Glucose transporters play a crucial role in absorbing glucose and fructose from the small intestine into the bloodstream. There is some evidence that hesperidin 1, hesperetin 8, and whole orange juice can significantly inhibit glucose transporters, including GLUT2, SGLT1, and GLUT5. However, poor solubility of isolated bioflavonoids, such as hesperidin 1, in water and other solvents may limit their bioavailability and bioactivity.
As an important metabolic organ, the liver plays a crucial role in maintaining blood glucose balance by regulating various metabolic pathways including gluconeogenesis, glycogenolysis, and glycolysis.
Evidence suggests that citrus bioflavonoids control hepatic glucose metabolism by increasing glucokinase activity and decreasing phosphoenolpyruvate carboxykinase and glucose-6-phosphatase activities.
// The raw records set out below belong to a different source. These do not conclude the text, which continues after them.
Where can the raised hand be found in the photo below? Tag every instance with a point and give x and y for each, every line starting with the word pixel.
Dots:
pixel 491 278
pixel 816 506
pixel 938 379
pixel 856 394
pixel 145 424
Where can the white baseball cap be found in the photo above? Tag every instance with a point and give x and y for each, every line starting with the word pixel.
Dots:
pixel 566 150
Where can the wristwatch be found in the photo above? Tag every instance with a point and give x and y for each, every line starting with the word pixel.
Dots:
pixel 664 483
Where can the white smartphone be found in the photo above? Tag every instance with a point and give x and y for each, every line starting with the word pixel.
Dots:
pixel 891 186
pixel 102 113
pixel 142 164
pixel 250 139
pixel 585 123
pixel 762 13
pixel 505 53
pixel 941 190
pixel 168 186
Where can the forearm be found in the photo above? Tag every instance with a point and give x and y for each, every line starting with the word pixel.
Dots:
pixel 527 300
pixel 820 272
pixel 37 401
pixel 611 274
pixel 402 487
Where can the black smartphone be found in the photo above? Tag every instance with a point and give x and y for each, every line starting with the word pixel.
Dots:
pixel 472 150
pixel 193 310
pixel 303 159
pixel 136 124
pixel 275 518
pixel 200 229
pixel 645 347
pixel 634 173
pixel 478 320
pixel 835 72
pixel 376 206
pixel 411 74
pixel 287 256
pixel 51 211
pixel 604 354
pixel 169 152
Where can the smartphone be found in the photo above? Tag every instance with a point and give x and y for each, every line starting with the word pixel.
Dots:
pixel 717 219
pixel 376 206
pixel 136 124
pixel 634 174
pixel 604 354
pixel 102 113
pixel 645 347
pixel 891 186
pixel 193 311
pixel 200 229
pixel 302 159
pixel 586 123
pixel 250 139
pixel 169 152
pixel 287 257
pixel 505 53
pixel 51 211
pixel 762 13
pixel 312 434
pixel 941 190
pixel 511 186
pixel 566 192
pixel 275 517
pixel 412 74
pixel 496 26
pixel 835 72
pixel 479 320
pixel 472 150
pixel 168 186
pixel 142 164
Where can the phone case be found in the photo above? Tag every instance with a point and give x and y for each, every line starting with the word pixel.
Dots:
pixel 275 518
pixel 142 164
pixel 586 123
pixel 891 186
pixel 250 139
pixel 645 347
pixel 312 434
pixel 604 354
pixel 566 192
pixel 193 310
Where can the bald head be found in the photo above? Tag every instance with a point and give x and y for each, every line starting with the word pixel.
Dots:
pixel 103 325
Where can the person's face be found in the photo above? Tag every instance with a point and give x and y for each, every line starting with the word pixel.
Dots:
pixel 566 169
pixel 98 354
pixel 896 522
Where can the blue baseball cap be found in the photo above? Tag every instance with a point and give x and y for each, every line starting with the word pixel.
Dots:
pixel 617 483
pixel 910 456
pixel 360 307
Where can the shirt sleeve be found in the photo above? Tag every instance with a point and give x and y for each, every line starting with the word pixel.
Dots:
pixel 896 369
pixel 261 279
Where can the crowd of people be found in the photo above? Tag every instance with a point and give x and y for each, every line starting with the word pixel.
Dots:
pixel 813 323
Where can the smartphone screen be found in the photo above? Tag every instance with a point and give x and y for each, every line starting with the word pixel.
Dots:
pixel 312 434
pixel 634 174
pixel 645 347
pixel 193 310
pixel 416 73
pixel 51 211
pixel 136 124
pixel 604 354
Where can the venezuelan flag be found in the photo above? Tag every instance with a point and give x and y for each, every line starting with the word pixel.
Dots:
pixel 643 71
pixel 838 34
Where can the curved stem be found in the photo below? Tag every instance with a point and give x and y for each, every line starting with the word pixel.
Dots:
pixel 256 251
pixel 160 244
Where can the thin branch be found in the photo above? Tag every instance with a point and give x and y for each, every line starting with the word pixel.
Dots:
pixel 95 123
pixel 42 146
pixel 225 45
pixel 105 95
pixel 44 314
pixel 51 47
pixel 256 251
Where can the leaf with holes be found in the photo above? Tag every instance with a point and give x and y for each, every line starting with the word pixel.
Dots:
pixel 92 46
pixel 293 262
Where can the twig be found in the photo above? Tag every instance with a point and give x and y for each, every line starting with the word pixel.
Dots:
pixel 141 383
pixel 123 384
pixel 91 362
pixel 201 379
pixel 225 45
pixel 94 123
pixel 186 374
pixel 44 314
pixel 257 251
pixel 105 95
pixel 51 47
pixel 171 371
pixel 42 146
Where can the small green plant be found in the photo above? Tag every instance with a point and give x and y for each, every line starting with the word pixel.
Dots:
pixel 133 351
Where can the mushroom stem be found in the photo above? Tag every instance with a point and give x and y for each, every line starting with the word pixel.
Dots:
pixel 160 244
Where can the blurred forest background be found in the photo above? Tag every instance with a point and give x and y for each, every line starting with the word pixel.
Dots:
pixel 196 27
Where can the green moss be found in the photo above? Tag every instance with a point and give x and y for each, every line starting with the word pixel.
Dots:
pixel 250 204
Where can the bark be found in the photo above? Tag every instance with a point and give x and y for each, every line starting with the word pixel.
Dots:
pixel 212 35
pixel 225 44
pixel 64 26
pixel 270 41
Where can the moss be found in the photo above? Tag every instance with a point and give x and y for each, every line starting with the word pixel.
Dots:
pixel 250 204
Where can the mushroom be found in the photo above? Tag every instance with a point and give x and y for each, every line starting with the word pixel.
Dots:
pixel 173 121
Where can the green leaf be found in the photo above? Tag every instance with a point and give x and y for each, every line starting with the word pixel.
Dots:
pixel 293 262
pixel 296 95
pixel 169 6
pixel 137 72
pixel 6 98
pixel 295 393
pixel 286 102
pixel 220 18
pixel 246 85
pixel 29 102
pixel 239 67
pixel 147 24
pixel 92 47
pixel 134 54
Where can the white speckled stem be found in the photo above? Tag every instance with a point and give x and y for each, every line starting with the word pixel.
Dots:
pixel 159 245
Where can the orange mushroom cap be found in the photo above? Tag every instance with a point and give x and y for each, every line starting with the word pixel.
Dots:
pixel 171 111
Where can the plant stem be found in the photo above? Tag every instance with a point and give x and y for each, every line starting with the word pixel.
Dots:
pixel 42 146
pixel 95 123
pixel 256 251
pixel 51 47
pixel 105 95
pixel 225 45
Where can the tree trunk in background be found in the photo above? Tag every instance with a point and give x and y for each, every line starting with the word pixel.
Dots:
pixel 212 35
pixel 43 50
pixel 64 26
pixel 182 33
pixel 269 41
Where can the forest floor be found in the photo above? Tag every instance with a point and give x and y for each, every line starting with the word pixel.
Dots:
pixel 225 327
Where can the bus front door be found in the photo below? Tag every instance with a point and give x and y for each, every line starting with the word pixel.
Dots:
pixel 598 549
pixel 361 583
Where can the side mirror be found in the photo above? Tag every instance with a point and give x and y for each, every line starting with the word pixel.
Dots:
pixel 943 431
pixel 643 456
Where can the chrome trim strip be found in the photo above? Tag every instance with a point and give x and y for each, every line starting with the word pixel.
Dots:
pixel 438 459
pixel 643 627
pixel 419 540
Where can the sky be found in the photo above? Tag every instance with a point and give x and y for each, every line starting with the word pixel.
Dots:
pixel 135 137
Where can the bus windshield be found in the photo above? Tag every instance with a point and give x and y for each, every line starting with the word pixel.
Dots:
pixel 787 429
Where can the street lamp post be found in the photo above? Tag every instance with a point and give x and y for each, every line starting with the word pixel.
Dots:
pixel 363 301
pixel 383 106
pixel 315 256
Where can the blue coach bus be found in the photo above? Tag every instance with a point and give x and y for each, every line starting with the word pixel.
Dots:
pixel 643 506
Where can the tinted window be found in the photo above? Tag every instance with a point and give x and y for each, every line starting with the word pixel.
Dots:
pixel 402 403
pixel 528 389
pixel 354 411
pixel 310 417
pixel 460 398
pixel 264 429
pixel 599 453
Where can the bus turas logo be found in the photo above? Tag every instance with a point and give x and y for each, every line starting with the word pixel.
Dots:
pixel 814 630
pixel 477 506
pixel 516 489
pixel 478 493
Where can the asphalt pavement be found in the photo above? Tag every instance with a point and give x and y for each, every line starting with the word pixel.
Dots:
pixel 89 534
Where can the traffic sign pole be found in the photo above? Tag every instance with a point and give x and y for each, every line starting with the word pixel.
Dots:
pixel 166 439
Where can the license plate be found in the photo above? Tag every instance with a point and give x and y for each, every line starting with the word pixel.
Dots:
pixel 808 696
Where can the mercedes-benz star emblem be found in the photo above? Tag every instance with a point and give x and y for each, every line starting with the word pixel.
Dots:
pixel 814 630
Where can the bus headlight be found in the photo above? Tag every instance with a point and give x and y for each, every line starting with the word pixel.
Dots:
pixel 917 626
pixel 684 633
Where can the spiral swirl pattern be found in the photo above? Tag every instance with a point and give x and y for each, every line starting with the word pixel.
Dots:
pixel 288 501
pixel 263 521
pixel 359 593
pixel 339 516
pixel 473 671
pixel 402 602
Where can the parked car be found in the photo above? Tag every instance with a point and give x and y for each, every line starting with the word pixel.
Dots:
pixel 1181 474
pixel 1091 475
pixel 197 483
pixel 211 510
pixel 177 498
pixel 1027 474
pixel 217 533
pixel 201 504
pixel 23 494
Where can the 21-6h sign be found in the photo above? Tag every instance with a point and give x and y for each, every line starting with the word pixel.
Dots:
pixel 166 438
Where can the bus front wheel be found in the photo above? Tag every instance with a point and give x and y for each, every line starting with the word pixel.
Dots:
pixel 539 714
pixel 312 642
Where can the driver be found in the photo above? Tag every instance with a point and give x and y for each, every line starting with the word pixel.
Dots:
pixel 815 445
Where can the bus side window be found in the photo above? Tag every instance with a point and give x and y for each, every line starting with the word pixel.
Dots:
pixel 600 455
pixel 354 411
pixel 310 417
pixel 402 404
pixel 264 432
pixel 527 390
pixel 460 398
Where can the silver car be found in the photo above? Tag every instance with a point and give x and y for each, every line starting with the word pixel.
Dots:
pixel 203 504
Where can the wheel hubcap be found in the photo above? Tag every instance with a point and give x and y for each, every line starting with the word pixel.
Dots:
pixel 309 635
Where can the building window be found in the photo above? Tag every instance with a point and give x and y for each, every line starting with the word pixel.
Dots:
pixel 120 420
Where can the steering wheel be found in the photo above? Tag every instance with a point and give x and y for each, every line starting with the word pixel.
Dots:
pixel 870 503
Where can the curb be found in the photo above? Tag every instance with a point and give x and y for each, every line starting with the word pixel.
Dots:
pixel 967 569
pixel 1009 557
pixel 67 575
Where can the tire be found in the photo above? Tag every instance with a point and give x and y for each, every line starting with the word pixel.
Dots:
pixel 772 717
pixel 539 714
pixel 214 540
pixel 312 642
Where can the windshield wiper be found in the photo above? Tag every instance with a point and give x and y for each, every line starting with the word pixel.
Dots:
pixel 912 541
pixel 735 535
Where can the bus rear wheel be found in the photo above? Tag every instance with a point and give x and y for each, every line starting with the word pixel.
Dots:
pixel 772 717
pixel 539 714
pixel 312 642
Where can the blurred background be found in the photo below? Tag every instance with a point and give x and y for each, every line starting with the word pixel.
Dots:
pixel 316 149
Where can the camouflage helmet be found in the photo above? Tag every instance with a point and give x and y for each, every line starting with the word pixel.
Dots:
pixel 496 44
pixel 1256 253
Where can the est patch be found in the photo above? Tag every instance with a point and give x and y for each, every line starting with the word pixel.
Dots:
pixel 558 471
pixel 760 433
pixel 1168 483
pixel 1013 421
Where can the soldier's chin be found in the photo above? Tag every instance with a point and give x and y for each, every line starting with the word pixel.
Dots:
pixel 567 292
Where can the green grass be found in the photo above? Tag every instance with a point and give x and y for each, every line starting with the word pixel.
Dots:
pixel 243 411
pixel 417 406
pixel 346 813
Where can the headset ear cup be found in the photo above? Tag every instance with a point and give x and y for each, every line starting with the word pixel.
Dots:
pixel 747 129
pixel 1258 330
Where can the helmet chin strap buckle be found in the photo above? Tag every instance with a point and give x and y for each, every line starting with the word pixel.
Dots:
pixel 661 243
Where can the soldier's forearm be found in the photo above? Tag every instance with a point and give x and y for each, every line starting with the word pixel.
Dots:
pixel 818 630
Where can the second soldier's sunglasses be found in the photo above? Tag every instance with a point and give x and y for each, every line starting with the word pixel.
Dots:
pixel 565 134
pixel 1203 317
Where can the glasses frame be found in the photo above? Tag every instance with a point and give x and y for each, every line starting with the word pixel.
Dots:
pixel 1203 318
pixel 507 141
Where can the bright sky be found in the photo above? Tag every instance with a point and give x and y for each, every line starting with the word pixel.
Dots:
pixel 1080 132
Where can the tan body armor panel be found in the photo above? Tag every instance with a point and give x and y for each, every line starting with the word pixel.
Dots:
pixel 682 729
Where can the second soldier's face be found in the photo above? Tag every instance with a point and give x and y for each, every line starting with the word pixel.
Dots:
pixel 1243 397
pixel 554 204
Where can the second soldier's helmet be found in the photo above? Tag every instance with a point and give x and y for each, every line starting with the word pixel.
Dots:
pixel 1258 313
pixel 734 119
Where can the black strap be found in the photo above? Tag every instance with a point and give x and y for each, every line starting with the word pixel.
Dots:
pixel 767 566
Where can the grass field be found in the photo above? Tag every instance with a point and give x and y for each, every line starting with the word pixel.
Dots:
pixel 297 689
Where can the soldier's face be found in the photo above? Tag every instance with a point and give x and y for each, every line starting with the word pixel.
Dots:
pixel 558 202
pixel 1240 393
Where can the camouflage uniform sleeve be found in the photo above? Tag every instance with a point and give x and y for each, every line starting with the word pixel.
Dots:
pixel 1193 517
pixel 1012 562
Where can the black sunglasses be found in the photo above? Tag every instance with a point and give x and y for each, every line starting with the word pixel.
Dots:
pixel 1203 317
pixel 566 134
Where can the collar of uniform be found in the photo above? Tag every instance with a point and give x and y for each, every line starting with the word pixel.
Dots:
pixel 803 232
Specifically, hesperidin 1, neohesperidin 4, naringin 6, and nobiletin 13 have been found to stimulate glycolysis, increase glycogen levels, and reduce gluconeogenesis in liver cells by modulating various liver enzymes. These effects are similar to those caused by metformin, a proven diabetes drug.
Several animal studies have reported a positive effect of hesperidin in lowering total cholesterol, triglycerides and low-density lipoprotein levels in the blood. However, this compound does not show any beneficial effect in human clinical trials. In this context, it should be noted that, despite the significant therapeutic impact on hepatic glucose metabolism, the poor bioavailability of citrus bioflavonoids in the circulation raises concerns about their physiological relevance.
Management of insulin resistance
Insulin, a hormone secreted by beta cells of the pancreas, is primarily responsible for regulating blood sugar levels. A grapefruit-derived flavonoid, naringenin, has been found to increase insulin secretion by pancreatic beta cells in response to glucose. In a mouse model of gestational diabetes, this flavonoid was shown to improve insulin and glucose levels and restore normal body weight.
In diabetic rats, Citrus sinensis (L.) Osbeck peel extract has been shown to reduce insulin resistance by increasing the expression of peroxisome proliferator-activated receptor gamma (PPAR-γ), GLUT4, and insulin receptors. In diabetic patients, hesperidin supplementation has been shown to significantly reduce fasting blood glucose and glycosylated hemoglobin levels and increase blood insulin levels. Studies on the mechanism of action of citrus flavonoids have shown that these compounds increase insulin sensitivity by modulating several signaling pathways, including the PI3K/Akt, PKA, and AMPK pathways.
Inhibition of DPP-4
Recent evidence indicates that citrus bioflavonoids may act as potential DPP-4 inhibitors. In one study, hesperetin 8 and naringenin 9 demonstrated a 15-fold greater ability to inhibit DPP-4 activity than a potent DPP inhibitor diprotin A.
Management of diabetes-related complications
Quercetin, a citrus flavonol, has been shown to prevent the development of diabetic nephropathy (kidney complication) in mice by reducing lipid peroxidation, increasing antioxidant activity, inhibiting GLUT2, and suppressing insulin-dependent activation of PI3K.
In diabetic patients, supplementing with quercetin three times a day for four weeks was found to significantly alleviate symptoms of diabetic neuropathy (nerve damage). In diabetic rats, hesperidin has been shown to reduce diabetic retinopathy (eye damage) by reducing retinal inflammation, preserving the blood-retinal barrier, increasing retinal thickness, and reducing blood glucose levels and aldose reductase activity.